The Company underwent a massive debt restructuring in 2010. As a part of this exercise, the Company was required to divest its entire stake in Agritech Limited to secure subsidized rates and flexible repayment terms. As per the settlement, the Company was expected to receive approx. PKR 926mln to support its working capital; however, PKR 700mln remained stuck for several years, constraining operations. To alleviate this funding gap, a second restructuring was initiated in 2018. This plan involved the sale of non-core assets along with a right issue of PKR 365mln to settle outstanding liabilities. One manufacturing unit has been fully divested, with proceeds distributed to creditors. However, the sale deadline for the second unit has been extended till December 2025. Another key feature includes the conversion of PKR 5bln into interest-free, zero-coupon PPTFCs, the maturity of which lies in 2031. This will be settled through a bullet payment for which the Company has to create an annual reserve of PKR 710mln.
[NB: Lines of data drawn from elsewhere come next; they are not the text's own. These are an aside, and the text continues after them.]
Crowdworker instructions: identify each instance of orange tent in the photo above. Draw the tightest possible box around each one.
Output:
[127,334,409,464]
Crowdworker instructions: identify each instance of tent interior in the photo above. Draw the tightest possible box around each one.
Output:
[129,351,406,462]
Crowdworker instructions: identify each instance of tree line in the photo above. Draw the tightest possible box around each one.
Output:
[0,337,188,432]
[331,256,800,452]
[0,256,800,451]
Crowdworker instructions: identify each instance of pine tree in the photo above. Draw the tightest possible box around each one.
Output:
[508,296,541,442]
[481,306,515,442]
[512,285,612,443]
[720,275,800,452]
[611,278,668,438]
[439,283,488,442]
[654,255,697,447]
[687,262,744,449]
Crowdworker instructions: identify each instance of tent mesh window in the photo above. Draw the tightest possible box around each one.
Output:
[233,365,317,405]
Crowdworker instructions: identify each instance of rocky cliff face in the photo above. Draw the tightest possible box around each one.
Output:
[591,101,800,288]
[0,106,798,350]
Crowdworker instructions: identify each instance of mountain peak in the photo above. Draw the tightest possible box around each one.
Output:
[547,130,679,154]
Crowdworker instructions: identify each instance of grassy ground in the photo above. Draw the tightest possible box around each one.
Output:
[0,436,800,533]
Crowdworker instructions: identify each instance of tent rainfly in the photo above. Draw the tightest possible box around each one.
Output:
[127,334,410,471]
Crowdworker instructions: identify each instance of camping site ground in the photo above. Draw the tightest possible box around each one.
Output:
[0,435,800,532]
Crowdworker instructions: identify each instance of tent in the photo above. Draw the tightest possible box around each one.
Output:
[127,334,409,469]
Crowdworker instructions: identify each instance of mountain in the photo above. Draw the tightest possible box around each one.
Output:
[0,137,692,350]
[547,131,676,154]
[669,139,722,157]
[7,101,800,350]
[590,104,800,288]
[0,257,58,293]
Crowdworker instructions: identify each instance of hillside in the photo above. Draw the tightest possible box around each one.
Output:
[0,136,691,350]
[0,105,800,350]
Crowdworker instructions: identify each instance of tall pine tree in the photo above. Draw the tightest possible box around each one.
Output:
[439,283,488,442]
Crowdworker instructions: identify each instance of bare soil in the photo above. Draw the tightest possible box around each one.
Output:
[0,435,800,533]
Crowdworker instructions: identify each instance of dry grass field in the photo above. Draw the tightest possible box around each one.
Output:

Preference shares amounting to PKR 148mln were also restructured in 2024, with the dividend settled fully. The management remains fully committed, demonstrating strong financial discipline and ensuring the timely servicing of both principal and markup obligations. The Company also benefits from the SBP’s Export Refinance Scheme to support its working capital requirements, providing an advantage in financing costs. However, the pending debt obligations continue to strain the liquidity and debt coverage indicators. Despite these financial challenges, the Company has maintained optimal capacity utilization levels. On the strategic front, the management has invested in a 2.5 MW solar project, which is operational. Another 6 MW biomass project, funded entirely through equity, is nearing completion. This project is expected to become operational by the end of 1HFY26, with its financial impact materializing in the following quarters.
The ratings are dependent upon the Company’s ability to sustain financial performance, generate sufficient cash flows and meet its restructured debt obligations. Any deterioration in the financial risk profile of the Company will have a negative impact on the assigned ratings.
About
the Entity
ANL operates as a public limited Company. It is listed on the Pakistan Stock Exchange. The Company's majority shareholding is held by Mr. Ahmed Humayun Shaikh (29.25%) and Jahangir Siddiqui & Co. Limited (24.96%), while the remaining stake rests with the other shareholders (45.79%).